Let's be optimists and say that the war has just peaked and will begin to wind down from here. That means we'll spend a total of about $400 billion on this venture. We see numbers like that all the time in this context, and they're easy to skim over without thinking, but pause with me to consider just how vast a sum that is.
What does it mean to the average family of four in our nation of 300 million? An expense of about $5,300. That'd buy a lot of gas for the car and heating oil for the winter, even at today's prices. We learned in the latest
ABC News/Washington Post poll that 60% think the Iraq war was "Not Worth Fighting." What if it were asked this way: "Would you take home $1,333 for yourself and every member of your family AND erase the Iraq war from history?" Think the takers would be better than 60%?
Just how big a number is 400 billion? Let's suppose Patrick Fitzgerald kept himself very, very busy and was able to hand out 400 billion indictments. Each of these indictments might be a few pages, or about 1 mm, thick.
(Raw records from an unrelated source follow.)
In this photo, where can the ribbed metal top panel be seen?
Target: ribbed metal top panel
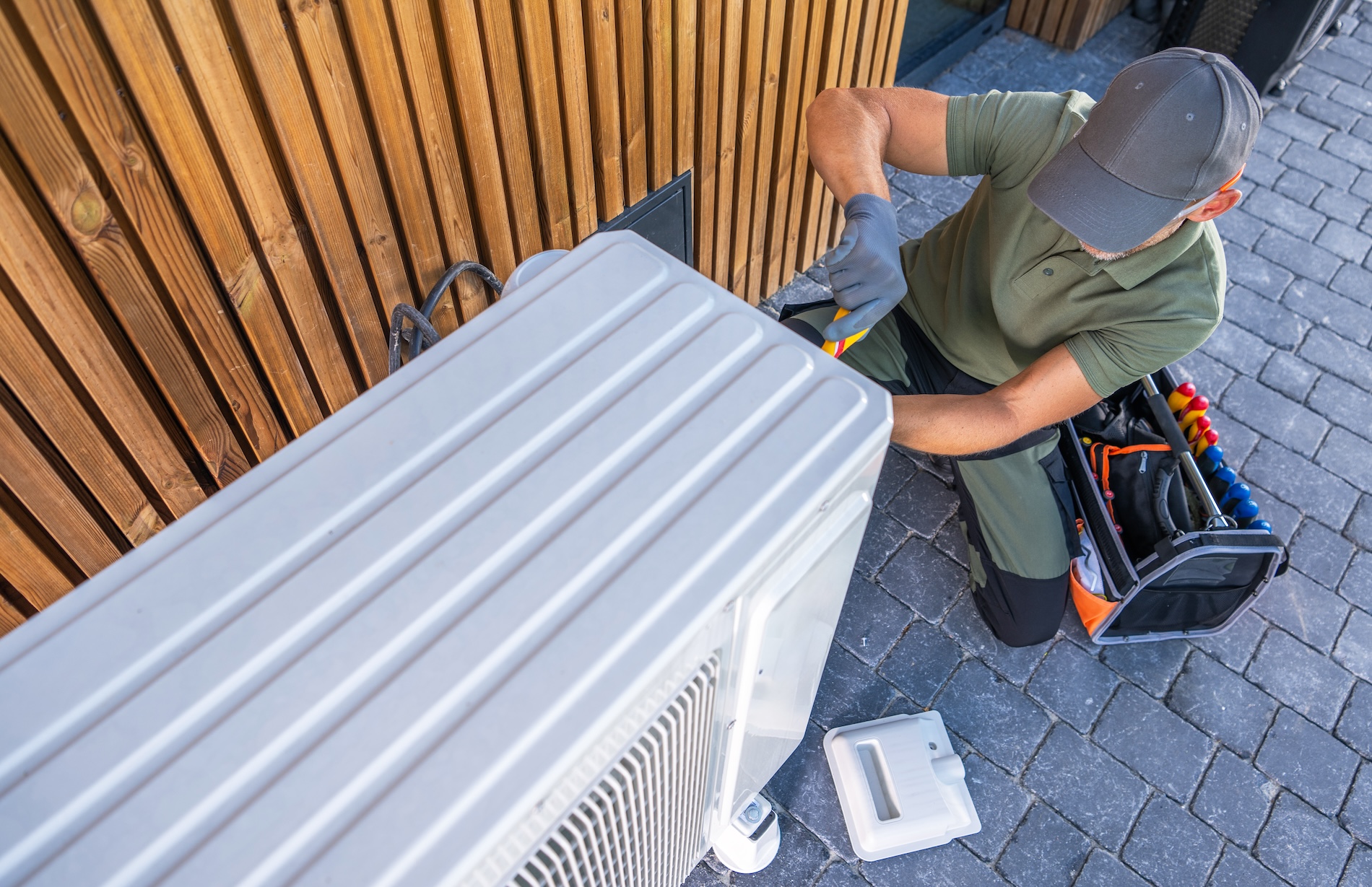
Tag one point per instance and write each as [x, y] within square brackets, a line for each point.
[357, 660]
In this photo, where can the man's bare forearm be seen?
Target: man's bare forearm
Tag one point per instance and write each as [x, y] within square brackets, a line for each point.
[851, 132]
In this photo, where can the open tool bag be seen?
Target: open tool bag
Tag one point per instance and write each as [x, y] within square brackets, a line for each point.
[1175, 550]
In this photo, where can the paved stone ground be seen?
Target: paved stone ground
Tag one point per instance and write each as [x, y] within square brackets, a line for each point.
[1243, 760]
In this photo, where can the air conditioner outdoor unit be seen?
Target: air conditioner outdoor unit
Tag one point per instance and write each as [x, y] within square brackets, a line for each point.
[548, 606]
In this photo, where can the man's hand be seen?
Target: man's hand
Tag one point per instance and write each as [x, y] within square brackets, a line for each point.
[864, 269]
[1047, 391]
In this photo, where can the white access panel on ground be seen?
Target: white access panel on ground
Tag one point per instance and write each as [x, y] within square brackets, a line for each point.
[590, 546]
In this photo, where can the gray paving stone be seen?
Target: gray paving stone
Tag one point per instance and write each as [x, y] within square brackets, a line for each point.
[1264, 277]
[1103, 870]
[1264, 318]
[1358, 582]
[1300, 605]
[1341, 314]
[1169, 846]
[1360, 528]
[1353, 96]
[804, 789]
[1291, 253]
[1303, 846]
[921, 663]
[924, 504]
[1088, 787]
[950, 865]
[1241, 228]
[924, 579]
[1073, 684]
[872, 621]
[1283, 420]
[1358, 873]
[1221, 704]
[992, 716]
[1001, 805]
[1289, 375]
[1355, 283]
[1349, 457]
[896, 472]
[1209, 375]
[969, 629]
[1239, 870]
[1340, 355]
[882, 538]
[1303, 484]
[1358, 813]
[1308, 761]
[1350, 149]
[1301, 678]
[1236, 347]
[1235, 645]
[1234, 798]
[1150, 665]
[1355, 649]
[1283, 517]
[1044, 852]
[1323, 556]
[1344, 240]
[1319, 163]
[1290, 214]
[848, 691]
[802, 862]
[1341, 204]
[1152, 739]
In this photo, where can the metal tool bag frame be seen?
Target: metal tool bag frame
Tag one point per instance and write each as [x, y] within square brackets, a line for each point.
[1194, 583]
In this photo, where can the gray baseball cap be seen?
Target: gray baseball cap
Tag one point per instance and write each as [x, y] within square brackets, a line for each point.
[1172, 129]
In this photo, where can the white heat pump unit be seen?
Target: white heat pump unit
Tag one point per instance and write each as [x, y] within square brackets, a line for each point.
[548, 606]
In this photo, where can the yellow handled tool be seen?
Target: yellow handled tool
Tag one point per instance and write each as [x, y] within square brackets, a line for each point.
[843, 344]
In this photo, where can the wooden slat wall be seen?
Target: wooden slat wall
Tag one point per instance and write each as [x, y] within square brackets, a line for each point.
[210, 209]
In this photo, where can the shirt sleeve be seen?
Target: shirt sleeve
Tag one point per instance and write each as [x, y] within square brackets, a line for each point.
[1006, 135]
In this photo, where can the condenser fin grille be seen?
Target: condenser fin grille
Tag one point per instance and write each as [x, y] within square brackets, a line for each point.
[643, 823]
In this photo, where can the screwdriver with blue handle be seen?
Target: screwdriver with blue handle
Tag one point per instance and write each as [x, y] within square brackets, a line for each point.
[864, 271]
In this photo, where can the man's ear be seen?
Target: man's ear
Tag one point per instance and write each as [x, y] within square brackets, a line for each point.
[1221, 204]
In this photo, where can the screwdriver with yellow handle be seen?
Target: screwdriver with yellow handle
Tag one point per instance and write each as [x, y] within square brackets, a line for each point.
[843, 344]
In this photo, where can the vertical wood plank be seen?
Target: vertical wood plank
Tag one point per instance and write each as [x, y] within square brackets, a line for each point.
[730, 66]
[602, 39]
[35, 568]
[41, 279]
[61, 413]
[685, 66]
[576, 114]
[55, 167]
[504, 79]
[35, 483]
[794, 253]
[383, 74]
[547, 118]
[425, 73]
[788, 118]
[750, 111]
[291, 118]
[763, 163]
[633, 84]
[659, 45]
[707, 134]
[150, 211]
[898, 30]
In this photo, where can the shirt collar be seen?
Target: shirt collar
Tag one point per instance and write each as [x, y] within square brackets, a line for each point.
[1134, 269]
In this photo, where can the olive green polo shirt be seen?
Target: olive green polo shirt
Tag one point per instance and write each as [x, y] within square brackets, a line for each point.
[998, 284]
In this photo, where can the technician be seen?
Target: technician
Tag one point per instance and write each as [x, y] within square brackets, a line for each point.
[1084, 258]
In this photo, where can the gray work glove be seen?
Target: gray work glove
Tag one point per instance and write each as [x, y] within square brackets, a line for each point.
[864, 269]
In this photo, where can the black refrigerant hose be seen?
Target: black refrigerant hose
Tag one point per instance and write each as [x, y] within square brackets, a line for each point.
[425, 335]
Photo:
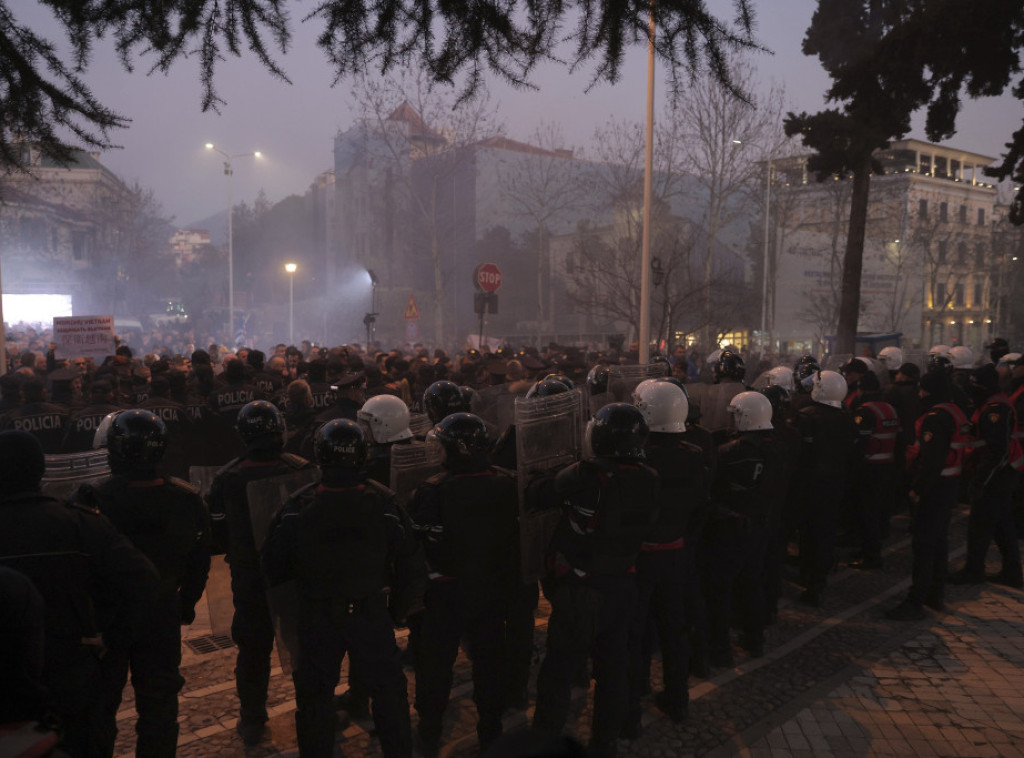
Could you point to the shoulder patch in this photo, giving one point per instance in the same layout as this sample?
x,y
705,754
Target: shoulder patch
x,y
83,508
182,485
228,466
295,461
380,489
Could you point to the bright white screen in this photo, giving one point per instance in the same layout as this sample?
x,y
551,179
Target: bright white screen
x,y
35,308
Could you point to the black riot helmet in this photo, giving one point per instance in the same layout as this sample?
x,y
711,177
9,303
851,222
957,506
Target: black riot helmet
x,y
136,441
443,397
729,366
340,444
659,360
548,386
597,379
464,437
619,430
805,368
261,426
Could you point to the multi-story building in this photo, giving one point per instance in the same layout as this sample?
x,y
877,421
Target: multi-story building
x,y
937,252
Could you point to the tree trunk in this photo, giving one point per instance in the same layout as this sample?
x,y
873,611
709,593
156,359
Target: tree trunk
x,y
853,259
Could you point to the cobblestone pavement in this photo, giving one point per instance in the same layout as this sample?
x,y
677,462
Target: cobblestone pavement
x,y
837,681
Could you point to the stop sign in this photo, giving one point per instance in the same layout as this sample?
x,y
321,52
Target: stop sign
x,y
487,277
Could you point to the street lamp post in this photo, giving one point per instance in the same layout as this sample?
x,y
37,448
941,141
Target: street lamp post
x,y
229,172
291,268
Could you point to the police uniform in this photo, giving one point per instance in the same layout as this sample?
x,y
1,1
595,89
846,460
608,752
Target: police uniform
x,y
609,509
749,489
466,520
340,541
252,629
167,520
93,580
996,459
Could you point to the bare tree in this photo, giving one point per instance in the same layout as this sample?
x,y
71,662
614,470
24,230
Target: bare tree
x,y
423,136
719,131
544,187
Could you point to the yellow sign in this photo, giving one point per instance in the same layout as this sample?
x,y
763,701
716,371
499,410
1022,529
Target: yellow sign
x,y
411,310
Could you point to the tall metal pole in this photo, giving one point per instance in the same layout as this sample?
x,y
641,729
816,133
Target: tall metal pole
x,y
647,182
764,284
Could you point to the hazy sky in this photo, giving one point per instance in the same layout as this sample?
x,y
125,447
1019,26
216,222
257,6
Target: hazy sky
x,y
294,125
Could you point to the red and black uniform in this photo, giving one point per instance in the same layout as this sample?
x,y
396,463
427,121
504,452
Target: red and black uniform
x,y
873,483
937,463
995,462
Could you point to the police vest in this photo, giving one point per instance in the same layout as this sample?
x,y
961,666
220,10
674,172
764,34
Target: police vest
x,y
478,515
1015,452
682,471
882,444
342,548
953,465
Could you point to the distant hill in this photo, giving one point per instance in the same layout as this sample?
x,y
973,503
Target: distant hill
x,y
215,224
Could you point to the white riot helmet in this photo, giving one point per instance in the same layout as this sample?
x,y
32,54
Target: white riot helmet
x,y
751,412
829,388
892,358
387,417
781,376
962,356
664,406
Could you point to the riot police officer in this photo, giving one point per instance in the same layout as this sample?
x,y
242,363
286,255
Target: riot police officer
x,y
749,489
660,567
827,433
262,429
610,506
92,579
167,520
347,545
996,460
466,520
937,462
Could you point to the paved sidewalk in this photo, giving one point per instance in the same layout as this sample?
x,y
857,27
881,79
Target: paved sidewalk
x,y
837,681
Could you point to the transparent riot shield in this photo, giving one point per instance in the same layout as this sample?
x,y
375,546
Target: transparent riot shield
x,y
624,379
412,465
497,407
266,496
66,472
419,424
218,584
549,436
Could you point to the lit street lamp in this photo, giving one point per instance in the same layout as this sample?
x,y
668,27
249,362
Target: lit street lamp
x,y
291,268
229,172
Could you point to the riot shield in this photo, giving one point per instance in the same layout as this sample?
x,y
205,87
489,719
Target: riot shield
x,y
497,407
412,465
624,379
66,472
419,424
218,585
549,436
266,496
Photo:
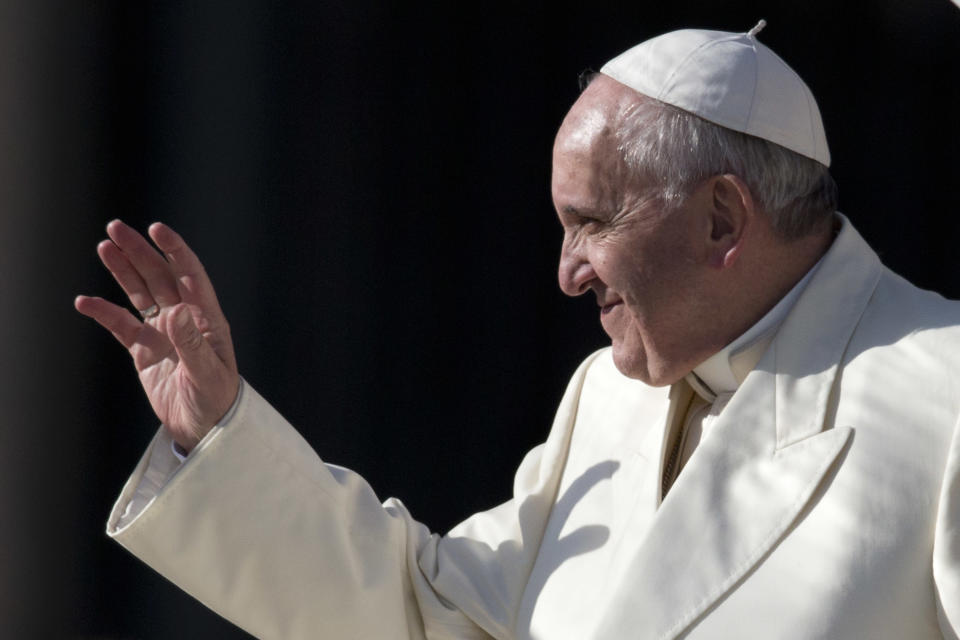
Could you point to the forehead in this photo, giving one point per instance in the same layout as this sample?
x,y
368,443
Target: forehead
x,y
588,169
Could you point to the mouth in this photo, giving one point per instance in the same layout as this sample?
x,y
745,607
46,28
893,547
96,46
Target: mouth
x,y
607,308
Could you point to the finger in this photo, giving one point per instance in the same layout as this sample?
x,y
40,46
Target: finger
x,y
196,289
145,344
192,281
126,276
203,366
150,265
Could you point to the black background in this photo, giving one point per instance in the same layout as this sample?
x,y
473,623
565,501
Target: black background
x,y
368,185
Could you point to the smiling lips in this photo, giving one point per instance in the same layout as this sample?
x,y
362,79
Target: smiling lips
x,y
607,308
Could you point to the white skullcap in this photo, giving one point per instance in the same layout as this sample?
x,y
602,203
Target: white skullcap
x,y
730,79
The stack would be so enormous that it would actually reach the moon, about 240,000 miles away.
Or let's suppose Mike Brown "works" at FEMA at his fat current salary of $148,000 a year. To be able to pay for the Iraq war now, his first day on the job would have been about 2.7 million years ago, during the Pliocene Epoch. The Arctic ice cap would just have been forming, and his hominid friends at FEMA would have been Australopithecus, a predecessor of Homo sapiens. (Of course, history does repeat itself.) A minimum-wage ($5.15/hour) worker, at 40 hours a week, would have needed about 29 million years to accomplish the feat. That worker's job would be as old as the Himalayas and the Mediterranean Sea.
Not to pick on Brownie too much - oh, but let's! Suppose he's dining at a fine Georgetown restaurant, say Citronelle, and he enjoys a 1 oz. (30 cc) serving of beluga caviar while he snickers at the scatological references within the urgent emails showing up on his BlackBerry. If he kicked back long enough to order 400 billion such servings, he would have enough caviar to fill the entire volume of the Superdome.
Just trying to keep a grip on how absurdly expensive this war is.